Matsukaze, die ältere Schwester, beginnt über ihre tiefen Gefühle zu dem Mann zu singen. Am Zweig eines Kiefernbaums glaubt sie ein Stück seiner Kleidung zu erblicken. Sie zieht sich dieses Kleidungsstück über und beginnt in einem Zustand des Wahnsinns zu tanzen. Dafür wird sie von Murasame, der jüngeren Schwester, zurechtgewiesen. Doch in ihrem heftigen Gesang und Tanz gerät Matsukaze in Ekstase und macht die Erfahrung der Einswerdung mit dem Mann. Auch Murasame, die die Situation von der Seite aus lange betrachtet, wird in diese Katharsis hinein verwickelt, und so befreien die beiden Schwestern ihre Herzen von ihren Anhaftungen an Illusionen und können ins Jenseits zurückkehren.

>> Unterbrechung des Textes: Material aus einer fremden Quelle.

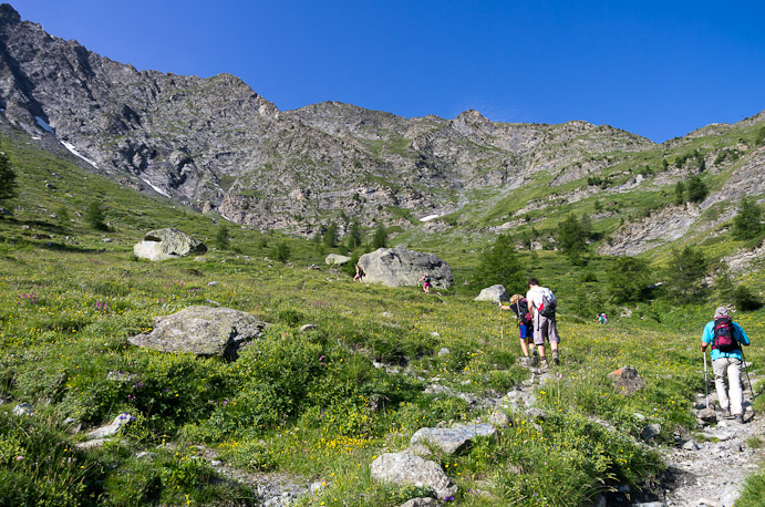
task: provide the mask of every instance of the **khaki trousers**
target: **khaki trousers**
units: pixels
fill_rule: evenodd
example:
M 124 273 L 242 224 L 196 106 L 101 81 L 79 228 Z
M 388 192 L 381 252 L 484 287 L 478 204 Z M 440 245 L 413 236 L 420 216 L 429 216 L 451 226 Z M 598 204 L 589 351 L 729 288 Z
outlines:
M 744 393 L 741 390 L 741 360 L 720 358 L 712 362 L 714 386 L 717 390 L 720 407 L 731 410 L 733 415 L 744 415 Z

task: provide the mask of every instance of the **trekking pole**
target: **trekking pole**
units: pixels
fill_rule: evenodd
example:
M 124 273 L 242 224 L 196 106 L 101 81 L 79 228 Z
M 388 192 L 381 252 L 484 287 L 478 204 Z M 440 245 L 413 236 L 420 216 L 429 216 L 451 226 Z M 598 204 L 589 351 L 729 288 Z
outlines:
M 710 407 L 710 380 L 706 377 L 706 352 L 702 352 L 704 355 L 704 393 L 706 393 L 706 407 Z
M 505 320 L 502 314 L 502 299 L 499 300 L 499 346 L 505 348 Z
M 752 389 L 752 379 L 750 379 L 750 369 L 746 366 L 746 356 L 744 356 L 744 349 L 740 348 L 741 351 L 741 359 L 743 360 L 742 362 L 744 363 L 744 371 L 746 372 L 746 381 L 750 383 L 750 392 L 752 393 L 752 401 L 754 402 L 754 390 Z

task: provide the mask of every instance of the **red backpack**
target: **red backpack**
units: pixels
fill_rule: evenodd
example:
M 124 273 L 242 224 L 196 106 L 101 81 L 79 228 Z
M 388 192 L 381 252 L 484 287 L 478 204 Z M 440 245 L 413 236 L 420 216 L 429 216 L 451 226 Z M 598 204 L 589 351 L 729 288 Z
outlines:
M 717 349 L 720 352 L 731 352 L 738 349 L 738 342 L 733 335 L 733 321 L 728 315 L 714 319 L 712 349 Z

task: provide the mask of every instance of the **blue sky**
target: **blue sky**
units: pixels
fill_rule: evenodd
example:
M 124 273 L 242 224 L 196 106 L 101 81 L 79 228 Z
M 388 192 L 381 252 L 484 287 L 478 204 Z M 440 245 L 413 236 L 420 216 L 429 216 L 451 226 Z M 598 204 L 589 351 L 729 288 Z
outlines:
M 765 2 L 11 0 L 137 69 L 227 72 L 280 110 L 583 120 L 663 142 L 765 110 Z

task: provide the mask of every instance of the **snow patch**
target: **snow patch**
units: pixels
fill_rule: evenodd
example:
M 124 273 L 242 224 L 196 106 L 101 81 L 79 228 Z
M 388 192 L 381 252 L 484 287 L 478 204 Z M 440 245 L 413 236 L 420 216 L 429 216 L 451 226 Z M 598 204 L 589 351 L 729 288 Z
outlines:
M 48 124 L 43 118 L 40 116 L 34 116 L 34 121 L 38 122 L 38 125 L 40 125 L 40 128 L 42 128 L 45 132 L 50 132 L 51 134 L 55 134 L 55 131 L 53 130 L 52 126 Z
M 66 149 L 69 149 L 70 152 L 72 152 L 73 155 L 79 156 L 80 158 L 82 158 L 83 161 L 85 161 L 86 163 L 89 163 L 90 165 L 92 165 L 93 167 L 95 167 L 96 169 L 99 168 L 99 166 L 95 164 L 95 162 L 93 162 L 93 161 L 91 161 L 90 158 L 87 158 L 87 157 L 81 155 L 80 152 L 76 151 L 76 148 L 74 147 L 73 144 L 66 143 L 65 141 L 62 141 L 61 144 L 63 144 L 64 147 L 65 147 Z
M 165 197 L 170 197 L 169 194 L 167 194 L 165 190 L 163 190 L 163 189 L 159 188 L 158 186 L 154 185 L 154 184 L 153 184 L 152 182 L 149 182 L 148 179 L 141 178 L 141 180 L 142 180 L 143 183 L 145 183 L 146 185 L 148 185 L 149 187 L 154 188 L 154 192 L 156 192 L 157 194 L 162 194 L 162 195 L 165 196 Z

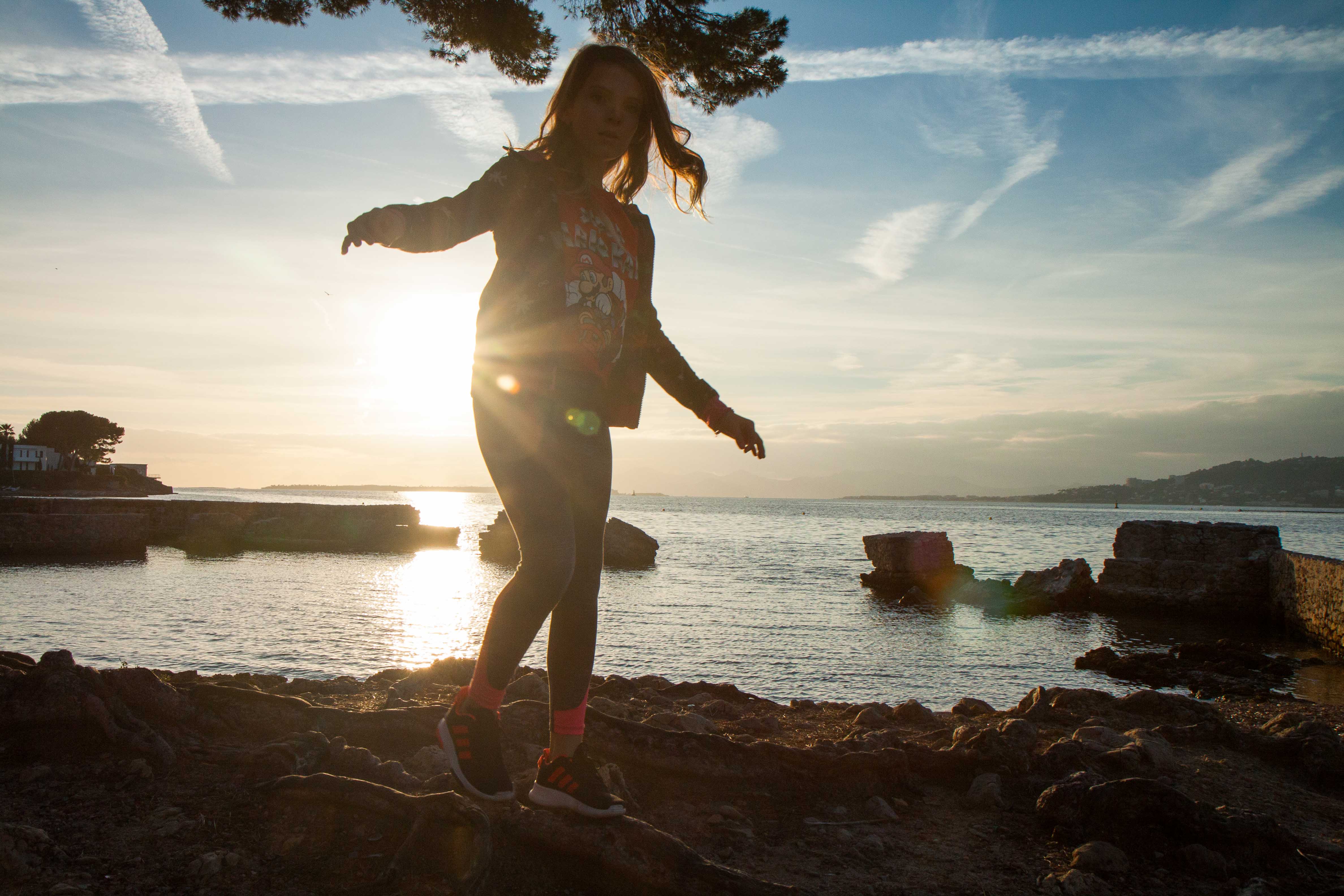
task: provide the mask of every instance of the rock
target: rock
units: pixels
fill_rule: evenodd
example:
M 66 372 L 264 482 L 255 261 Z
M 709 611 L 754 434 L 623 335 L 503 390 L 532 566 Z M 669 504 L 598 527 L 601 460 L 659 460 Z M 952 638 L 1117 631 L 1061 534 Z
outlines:
M 429 780 L 434 775 L 442 775 L 445 771 L 450 771 L 452 763 L 448 760 L 448 754 L 438 747 L 421 747 L 415 751 L 415 755 L 406 762 L 406 768 L 417 778 Z
M 988 703 L 976 700 L 974 697 L 962 697 L 952 707 L 952 715 L 954 716 L 984 716 L 993 711 L 995 708 Z
M 1093 840 L 1074 850 L 1068 866 L 1102 877 L 1116 877 L 1129 870 L 1129 857 L 1124 849 L 1105 840 Z
M 864 709 L 863 712 L 860 712 L 857 716 L 853 717 L 853 724 L 859 725 L 860 728 L 886 728 L 887 717 L 880 712 L 878 712 L 876 709 L 874 709 L 872 707 L 868 707 L 867 709 Z
M 551 689 L 535 672 L 519 676 L 504 689 L 504 703 L 515 700 L 536 700 L 547 703 L 551 699 Z
M 1181 862 L 1199 877 L 1227 880 L 1232 876 L 1231 864 L 1222 853 L 1202 844 L 1188 844 L 1176 850 Z
M 695 735 L 716 735 L 719 733 L 719 727 L 706 719 L 704 716 L 696 715 L 694 712 L 683 712 L 676 717 L 677 727 L 681 731 L 689 731 Z
M 517 566 L 520 556 L 517 536 L 513 535 L 513 524 L 508 521 L 508 513 L 504 510 L 495 514 L 495 521 L 481 531 L 476 544 L 482 560 Z
M 1117 662 L 1120 662 L 1120 654 L 1110 647 L 1101 646 L 1093 647 L 1083 656 L 1074 660 L 1074 669 L 1095 669 L 1097 672 L 1106 672 Z
M 628 719 L 630 716 L 630 709 L 625 704 L 607 700 L 606 697 L 589 697 L 589 707 L 617 719 Z
M 477 539 L 481 559 L 491 563 L 517 566 L 519 547 L 508 513 L 500 510 Z M 659 543 L 638 527 L 612 517 L 606 521 L 602 563 L 617 568 L 642 568 L 653 566 Z
M 1110 896 L 1110 887 L 1095 875 L 1071 868 L 1063 875 L 1046 875 L 1040 892 L 1046 896 Z
M 46 778 L 51 774 L 51 766 L 28 766 L 27 768 L 19 770 L 19 783 L 31 785 L 39 778 Z
M 1105 752 L 1106 750 L 1118 750 L 1120 747 L 1128 747 L 1133 743 L 1129 737 L 1113 731 L 1110 728 L 1093 728 L 1083 727 L 1074 731 L 1074 740 L 1094 750 L 1095 752 Z
M 886 572 L 939 572 L 954 564 L 946 532 L 866 535 L 863 549 L 874 568 Z
M 700 715 L 710 719 L 738 719 L 742 711 L 727 700 L 711 700 L 700 705 Z
M 655 712 L 644 720 L 644 724 L 663 728 L 664 731 L 681 731 L 681 723 L 677 721 L 675 712 Z
M 777 735 L 784 731 L 784 725 L 774 716 L 747 716 L 738 719 L 738 728 L 750 731 L 754 735 Z
M 997 809 L 1003 803 L 1003 779 L 993 772 L 976 775 L 966 791 L 966 805 L 973 809 Z
M 875 818 L 899 818 L 896 810 L 891 807 L 882 797 L 868 797 L 868 802 L 863 805 Z
M 1116 531 L 1091 604 L 1266 617 L 1278 528 L 1241 523 L 1130 520 Z
M 1009 712 L 1024 719 L 1050 720 L 1051 711 L 1062 711 L 1071 716 L 1089 716 L 1105 712 L 1116 704 L 1116 697 L 1093 688 L 1032 688 Z
M 671 688 L 672 682 L 663 676 L 638 676 L 637 678 L 630 678 L 630 685 L 636 689 L 664 690 Z
M 1165 652 L 1125 656 L 1101 647 L 1074 660 L 1075 668 L 1097 669 L 1111 678 L 1138 681 L 1150 688 L 1183 685 L 1200 699 L 1274 696 L 1274 689 L 1285 689 L 1301 665 L 1297 658 L 1267 656 L 1253 645 L 1226 638 L 1216 643 L 1177 643 Z
M 657 539 L 638 527 L 614 516 L 606 521 L 602 563 L 609 567 L 641 568 L 653 566 L 657 557 Z
M 1087 560 L 1060 560 L 1052 570 L 1023 572 L 1013 590 L 1031 598 L 1043 598 L 1055 607 L 1081 607 L 1095 583 Z
M 906 725 L 923 725 L 938 720 L 933 709 L 929 709 L 918 700 L 906 700 L 891 711 L 891 717 Z
M 1107 750 L 1093 758 L 1093 763 L 1116 778 L 1128 778 L 1142 767 L 1144 751 L 1137 744 Z
M 192 513 L 181 545 L 198 556 L 238 553 L 243 548 L 243 521 L 233 513 Z
M 26 879 L 51 849 L 51 837 L 40 827 L 0 823 L 0 880 Z
M 1008 719 L 999 723 L 999 733 L 1019 750 L 1031 750 L 1036 746 L 1036 725 L 1025 719 Z
M 931 594 L 921 588 L 918 584 L 913 584 L 910 586 L 909 590 L 906 590 L 905 594 L 900 595 L 899 603 L 903 607 L 911 607 L 911 606 L 922 606 L 926 603 L 935 603 L 935 599 Z
M 941 595 L 961 574 L 946 532 L 887 532 L 863 536 L 874 571 L 859 576 L 871 588 L 906 594 L 911 587 Z
M 1175 771 L 1180 768 L 1180 762 L 1176 760 L 1172 746 L 1161 735 L 1146 728 L 1134 728 L 1126 731 L 1125 736 L 1138 746 L 1144 752 L 1145 763 L 1153 766 L 1157 771 Z

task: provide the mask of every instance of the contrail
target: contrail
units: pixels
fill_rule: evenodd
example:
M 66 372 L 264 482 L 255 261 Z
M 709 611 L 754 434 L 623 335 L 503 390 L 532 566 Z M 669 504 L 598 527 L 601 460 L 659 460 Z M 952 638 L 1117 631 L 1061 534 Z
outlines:
M 788 54 L 790 81 L 988 74 L 1017 78 L 1171 78 L 1344 67 L 1344 31 L 1228 28 L 1091 38 L 911 40 L 899 47 Z
M 168 55 L 168 42 L 140 0 L 74 0 L 103 43 L 120 51 L 125 79 L 172 141 L 224 183 L 234 176 L 224 153 L 206 129 L 196 98 L 181 69 Z

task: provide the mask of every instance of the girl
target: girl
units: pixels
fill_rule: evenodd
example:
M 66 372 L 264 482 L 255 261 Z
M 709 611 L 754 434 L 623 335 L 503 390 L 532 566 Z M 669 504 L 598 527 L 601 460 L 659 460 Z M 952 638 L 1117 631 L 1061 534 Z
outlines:
M 612 494 L 607 430 L 638 426 L 645 373 L 715 433 L 765 457 L 753 422 L 695 375 L 650 302 L 653 230 L 632 200 L 656 144 L 677 208 L 685 181 L 683 211 L 703 215 L 708 176 L 685 146 L 689 136 L 637 55 L 590 44 L 523 150 L 509 148 L 457 196 L 375 208 L 347 226 L 341 254 L 364 243 L 433 253 L 495 232 L 499 262 L 476 318 L 472 403 L 521 560 L 495 600 L 470 686 L 438 725 L 453 772 L 481 799 L 513 798 L 499 707 L 550 614 L 551 744 L 530 798 L 593 817 L 625 811 L 582 740 Z

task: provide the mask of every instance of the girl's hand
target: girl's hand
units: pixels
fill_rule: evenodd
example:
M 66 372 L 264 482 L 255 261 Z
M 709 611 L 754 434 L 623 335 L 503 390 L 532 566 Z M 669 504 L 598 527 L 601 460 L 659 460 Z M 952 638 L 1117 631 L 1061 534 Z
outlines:
M 724 435 L 731 435 L 732 441 L 738 443 L 738 447 L 753 454 L 761 459 L 765 459 L 765 442 L 755 431 L 755 423 L 745 416 L 728 411 L 728 414 L 719 420 L 719 431 Z
M 395 208 L 375 208 L 345 224 L 345 239 L 341 240 L 340 254 L 348 253 L 351 246 L 363 246 L 364 243 L 390 246 L 405 235 L 405 215 Z

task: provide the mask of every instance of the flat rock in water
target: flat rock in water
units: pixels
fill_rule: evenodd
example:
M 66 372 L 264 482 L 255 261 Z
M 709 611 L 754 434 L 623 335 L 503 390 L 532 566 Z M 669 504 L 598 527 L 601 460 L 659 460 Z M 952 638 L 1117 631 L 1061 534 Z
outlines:
M 1075 607 L 1087 602 L 1094 584 L 1087 560 L 1066 557 L 1052 570 L 1023 572 L 1013 582 L 1013 590 L 1027 596 L 1044 598 L 1056 607 Z
M 500 510 L 478 537 L 481 559 L 491 563 L 516 566 L 519 562 L 517 536 L 508 513 Z M 616 568 L 642 568 L 653 566 L 659 553 L 657 539 L 625 520 L 612 517 L 606 521 L 606 535 L 602 547 L 602 563 Z

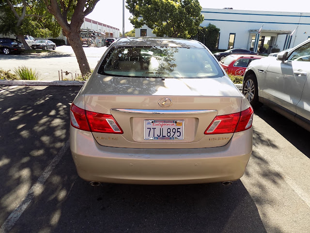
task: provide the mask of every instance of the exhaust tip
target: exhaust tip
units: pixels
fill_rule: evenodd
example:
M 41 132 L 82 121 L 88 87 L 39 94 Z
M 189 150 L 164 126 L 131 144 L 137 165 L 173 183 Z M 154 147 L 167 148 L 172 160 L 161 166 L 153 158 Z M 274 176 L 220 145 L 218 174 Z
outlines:
M 92 181 L 90 182 L 89 183 L 92 186 L 99 186 L 100 185 L 100 182 L 96 182 L 95 181 Z

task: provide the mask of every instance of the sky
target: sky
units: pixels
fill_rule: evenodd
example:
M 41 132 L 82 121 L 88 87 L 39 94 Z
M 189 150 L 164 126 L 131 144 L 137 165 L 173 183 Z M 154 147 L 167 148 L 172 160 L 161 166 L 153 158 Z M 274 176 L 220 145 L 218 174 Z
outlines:
M 232 7 L 234 10 L 288 12 L 310 12 L 309 0 L 200 0 L 203 8 L 222 9 Z M 294 3 L 293 3 L 294 2 Z M 125 8 L 125 32 L 134 28 L 128 18 L 131 14 Z M 100 0 L 87 18 L 117 28 L 123 31 L 123 0 Z

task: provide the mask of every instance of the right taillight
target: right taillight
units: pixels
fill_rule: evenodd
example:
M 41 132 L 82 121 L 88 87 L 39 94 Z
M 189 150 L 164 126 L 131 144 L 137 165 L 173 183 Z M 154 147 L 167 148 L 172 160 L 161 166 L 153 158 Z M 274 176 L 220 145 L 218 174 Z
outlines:
M 217 116 L 204 131 L 205 134 L 231 133 L 248 130 L 252 127 L 252 107 L 241 112 Z
M 124 133 L 112 115 L 86 111 L 73 103 L 70 108 L 70 118 L 71 125 L 79 130 L 107 133 Z
M 254 111 L 253 108 L 250 106 L 248 109 L 241 112 L 240 119 L 239 121 L 238 126 L 236 129 L 236 132 L 240 132 L 248 130 L 252 127 L 253 122 L 253 116 Z

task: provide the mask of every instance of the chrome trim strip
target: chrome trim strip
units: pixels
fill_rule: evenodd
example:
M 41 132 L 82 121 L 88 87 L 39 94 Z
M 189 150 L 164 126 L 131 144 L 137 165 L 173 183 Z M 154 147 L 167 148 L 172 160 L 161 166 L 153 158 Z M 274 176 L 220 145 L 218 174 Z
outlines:
M 157 109 L 124 109 L 112 108 L 111 111 L 117 111 L 130 113 L 146 113 L 153 114 L 199 114 L 217 112 L 216 110 L 160 110 Z
M 264 74 L 265 74 L 267 72 L 267 71 L 266 70 L 265 70 L 264 69 L 258 69 L 257 71 L 258 72 L 260 72 L 261 73 L 264 73 Z

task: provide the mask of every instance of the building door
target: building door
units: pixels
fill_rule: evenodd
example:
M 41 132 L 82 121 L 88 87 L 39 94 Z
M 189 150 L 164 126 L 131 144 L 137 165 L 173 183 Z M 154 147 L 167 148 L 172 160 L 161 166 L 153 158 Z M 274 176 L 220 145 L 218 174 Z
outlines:
M 233 49 L 234 46 L 234 39 L 236 37 L 235 33 L 230 33 L 229 34 L 229 40 L 228 40 L 228 50 L 231 49 Z

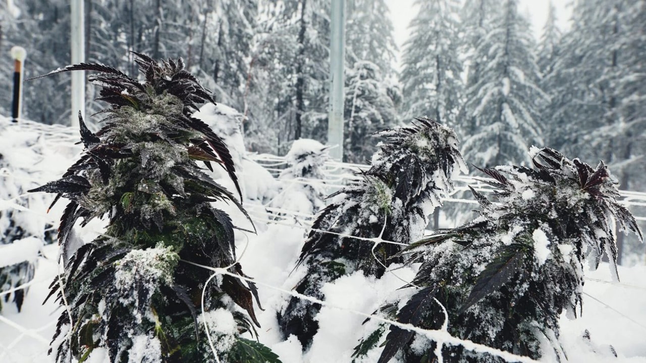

Der Name „Matsukaze“ ist ein Kompositum aus zwei Wörtern mit den Bedeutungen matsu („Kiefer“) und kaze („Wind“). In der Tanzszene ist es wahrscheinlich so, dass der Baum, die Kiefer, den Mann und der Wind die Frau symbolisierte. Mit dem Bild des Windes, der sich kräftig um die Kiefer schlingt, wird die Vereinigung von Mann und Frau angedeutet. Daraus ergibt sich nicht nur die erotische Ekstase der geschlechtlichen Vereinigung von Mann und Frau, sondern die Frau wird zugleich zu einem Teil der Natur; sie wird zum Wind, also einem Naturphänomen. Mit der Metapher vom „Wind in den Kiefern“ (matsu no kaze) dürfte eine spezifisch japanische Weltsicht zum Ausdruck kommen.

Ich habe mir für meine eigene Musik immer gewünscht, Werke zu schaffen, die ein Teil des Klangs der Natur, des Klangs des Kosmos sein können. In dieser Oper nun möchte ich das Gefühl, das eine Frau tief im Innersten ihres Herzens hegt, mittels Gesang und Tanz zum Ausdruck bringen, so dass sich die Existenz dieser Frau namens Matsukaze in einen Klang verwandelt, der dem des Windes gleicht, wenn er durch die Kiefer streicht. Und ich möchte versuchen, damit ein Drama zu schaffen, in dem die Einswerdung mit dem Kosmos und der Welt thematisiert wird. Was am Ende des Dramas zurückbleibt, das sind gleichsam die Klänge des gereinigten Herbstwindes und der Wellen, die vom Meer auf den Strand schlagen. Zuletzt erwacht der Mönch im Morgenrot – er hat einen Traum erlebt …

Meine Oper Matsukaze soll ein Werk sein, das die Tiefe der im Innersten des Herzens eines Menschen verborgenen Empfindungen zeigt, und es soll eine Oper der Reinigung der Seele dieses Menschen sein.